For the Passover Seder this year, I plan on going to my in-laws in Atlanta. (Unlike Minnesota, Passover actually falls out in the spring there!) The theme is always storytelling. We begin our story with the founding of the Jewish Nation, the Exodus of Egypt. We’ll then wander through the tales of Jewish history until we get to our own chapters. An eclectic cast of family and friends will gather to act out this story with everyone playing their own part. We’ll stay up ‘til four in the morning as we attempt to portray why we were passed over, before we pass out.

Let’s meet the cast:

Zaidy (my mother-in-law’s father)

Eighty something (even he doesn’t know). Survivor. He spent his teenage years as a refugee in Shanghai before emigrating to the U.S. after the Holocaust. As the oldest member of the family he tells us what it means to be free in America, to have food to eat, and to be able to live a life of purpose. He connects us to a rich and meaningful past, one that is deeply rooted in the study of Torah and religious life. He implores us not to for forget the cherished heritage that got us here.

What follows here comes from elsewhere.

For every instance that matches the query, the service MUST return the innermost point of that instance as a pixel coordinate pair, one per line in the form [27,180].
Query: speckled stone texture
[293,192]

Rabbi Friedman (my father-in-law)

As a pulpit Rabbi, he uses the Seder as a trailer for the next day’s sermon. He leads the discussion. As a student of history, he prompts the participants to tell their personal Exodus moments, which he then puts into historical perspective. For him, we are playing out one long, unbroken drama. Each of our individual stories is another stone in the worn, cobbled road of Jewish existence that will hopefully bring us home soon.

Imma (my mother-in-law)

Considering all the work she’s put in, she ought to be asleep on the couch! A kindergarten teacher by trade and personality, she ignores her exhaustion and celebrates the holiday with childlike enthusiasm. She looks at her family, from her father to her grandchildren, all living as proud Jews; she claps her hands and cheers while the crowd sings songs of praise and thanks to Hashem.

Uncle David- An I.D.F. vet. Turned family man, living in Brooklyn

He loves telling stories. A fun-loving guy, he is usually spinning tales from his days in the army, but tonight he is serious as he tells his family the most important story of all, the story of the Exodus, albeit in his own way.

The Petrovs- a Russian couple in their 50s

They are from the brave few who come back to the Rabbi’s house for the Seder even though they know they won’t get home before dawn. They emigrated to the U.S. in their twenties and rebuilt their lives here. Mrs. Petrov animatedly describes their exodus story. First, from the U.S.S.R., then finally back to their Jewish heritage. Mr. Petrov sits stoically through her story; though his eyes glisten as he gazes at Vlad…

Vlad- the Petrov’s teenage son

A math whiz. His favorite rhythm is an algorithm. He is usually quiet but very attentive. His few questions are short but very insightful. As the apple of his parents’ eye, he is determined to continue in his parents’ mold. While many of his peers may be doing all of those high-school things, he is determined to succeed; not only in math, but as a proud Jew.

Chaim Yosef- My energetic 3-year-old son and reciter of the Mah Nishtanah

Tonight, he is quite excited. He’s been waiting and preparing for the Seder in preschool. The Seder is fun, with treats, games and jumping frogs. He doesn’t really understand who “Mean King Pharaoh” was or “Where did all the people go?” but he feels special tonight. He falls asleep with a smile, dreaming that what happened tonight is the sweetest thing in the world.

On the Seder night around the world and throughout history, Jewish families have been telling a tale. Each family may have its unique cast of characters, but we all share the same story. The story of a people redeemed from slavery and chosen for a mission, the story of a nation that holds G-d’s banner through glorious days and times of struggle, the story made up of many individual chapters and episodes in hundreds of countries over thousands of years, and the story told and written every year by the Passover Seder; this is our story.

This year, tell your part. Think about your parents and grandparents and the heritage they left you. Recognize your place in Jewish history. Contemplate the message that you want to relay to your children and grandchildren.

We may say it a little differently. We may experience it in different ways, but this Seder night, make Jewish history…your story.